Los representantes gremiales sostienen que las desvinculaciones afectan áreas estratégicas vinculadas a la investigación, el desarrollo tecnológico y el funcionamiento cotidiano de la institución, aunque hasta el momento no se difundió un listado oficial con los sectores alcanzados por la medida.

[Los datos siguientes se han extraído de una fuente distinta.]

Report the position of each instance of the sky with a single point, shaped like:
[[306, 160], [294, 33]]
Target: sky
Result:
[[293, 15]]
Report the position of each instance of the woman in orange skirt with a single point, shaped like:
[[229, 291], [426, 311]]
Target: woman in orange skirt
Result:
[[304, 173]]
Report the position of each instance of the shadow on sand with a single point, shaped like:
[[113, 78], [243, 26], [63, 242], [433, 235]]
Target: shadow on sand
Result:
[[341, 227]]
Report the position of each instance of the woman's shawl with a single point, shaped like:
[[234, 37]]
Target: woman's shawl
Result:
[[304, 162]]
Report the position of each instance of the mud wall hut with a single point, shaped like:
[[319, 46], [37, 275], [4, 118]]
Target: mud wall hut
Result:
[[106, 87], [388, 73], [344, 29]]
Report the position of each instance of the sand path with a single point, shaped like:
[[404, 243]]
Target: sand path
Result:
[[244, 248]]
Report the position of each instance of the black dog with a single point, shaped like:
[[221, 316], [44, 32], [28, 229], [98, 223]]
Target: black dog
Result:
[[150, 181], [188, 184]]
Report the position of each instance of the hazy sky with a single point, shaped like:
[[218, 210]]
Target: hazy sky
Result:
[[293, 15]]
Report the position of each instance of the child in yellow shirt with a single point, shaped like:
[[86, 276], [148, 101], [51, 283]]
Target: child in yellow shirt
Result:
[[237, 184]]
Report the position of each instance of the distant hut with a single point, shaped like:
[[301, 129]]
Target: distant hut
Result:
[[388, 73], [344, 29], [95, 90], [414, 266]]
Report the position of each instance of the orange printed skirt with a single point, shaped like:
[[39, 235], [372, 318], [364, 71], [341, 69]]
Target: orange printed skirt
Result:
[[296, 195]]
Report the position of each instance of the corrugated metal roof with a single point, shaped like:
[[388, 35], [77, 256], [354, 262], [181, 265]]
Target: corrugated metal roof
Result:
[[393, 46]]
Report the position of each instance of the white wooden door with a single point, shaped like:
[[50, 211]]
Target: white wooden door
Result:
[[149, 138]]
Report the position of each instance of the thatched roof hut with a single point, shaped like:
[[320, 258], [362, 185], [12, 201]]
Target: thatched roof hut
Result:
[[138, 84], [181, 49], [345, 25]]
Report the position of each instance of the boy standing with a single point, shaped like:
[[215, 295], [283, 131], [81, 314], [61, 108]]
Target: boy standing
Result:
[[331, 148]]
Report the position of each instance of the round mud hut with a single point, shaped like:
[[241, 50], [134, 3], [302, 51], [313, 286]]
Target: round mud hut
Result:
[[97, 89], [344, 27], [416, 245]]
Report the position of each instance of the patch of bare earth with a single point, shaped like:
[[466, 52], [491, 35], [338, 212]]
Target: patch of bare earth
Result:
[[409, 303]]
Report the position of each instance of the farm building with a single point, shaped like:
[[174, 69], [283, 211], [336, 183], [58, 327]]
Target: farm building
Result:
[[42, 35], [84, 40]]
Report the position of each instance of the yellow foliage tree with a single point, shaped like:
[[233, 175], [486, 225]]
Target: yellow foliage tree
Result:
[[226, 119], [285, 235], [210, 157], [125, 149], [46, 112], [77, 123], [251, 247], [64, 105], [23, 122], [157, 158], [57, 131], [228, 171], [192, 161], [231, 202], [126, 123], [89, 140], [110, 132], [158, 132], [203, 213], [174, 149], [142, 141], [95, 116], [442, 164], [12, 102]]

El reclamo de los sindicatos
Desde ATE y APCNEAN cuestionaron con dureza la decisión del Gobierno y aseguraron que contradice los compromisos asumidos por las propias autoridades pocas semanas atrás.
Según indicaron, durante el acto realizado el pasado 5 de junio, en conmemoración de un nuevo aniversario de la creación de la Comisión Nacional de Energía Atómica, las autoridades habían transmitido a los trabajadores que los contratos serían renovados y que cada empleado continuaría desempeñando sus funciones.
Por ese motivo, los gremios calificaron los despidos como una medida «injustificada» y reclamaron la apertura de una instancia de diálogo para revisar la decisión.
Además, denunciaron que el presidente del organismo, Martín Porro, no recibió a los representantes sindicales para discutir la situación. De acuerdo con fuentes gremiales, Porro desarrolló gran parte de su carrera dentro de la propia CNEA, donde trabajó en Dioxitek y posteriormente en el reactor RA-1, dedicado a la producción de radioisótopos utilizados para investigación y aplicaciones científicas.
Un conflicto en medio del impulso al sector nuclear
Los sindicatos también remarcaron la contradicción que, a su entender, existe entre los despidos y la política de promoción internacional de la actividad nuclear argentina.
En ese sentido, recordaron que en marzo funcionarios del organismo participaron de actividades en Nueva York con el objetivo de presentar el potencial del sector nuclear argentino y promover inversiones y proyectos vinculados al desarrollo tecnológico del país.
Para los representantes de los trabajadores, la reducción de personal resulta incompatible con ese discurso y podría afectar la continuidad de proyectos científicos y tecnológicos que dependen de recursos humanos altamente especializados.
Un conflicto abierto
Hasta el momento, las autoridades de la Comisión Nacional de Energía Atómica no difundieron un comunicado oficial explicando los motivos de las desvinculaciones ni detallaron si los despidos forman parte de un plan de reestructuración más amplio dentro del organismo.
Mientras tanto, los gremios adelantaron que continuarán con las medidas de fuerza y las acciones de protesta en defensa de los puestos de trabajo, al tiempo que exigen la reincorporación de los trabajadores afectados y la apertura de una mesa de negociación con las autoridades.
El conflicto se suma a otros reclamos registrados en distintos organismos públicos en el marco del proceso de reorganización del Estado impulsado por el Gobierno nacional, que durante los últimos meses incluyó revisiones de contratos, reducción de personal y modificaciones en la estructura de diversas dependencias estatales.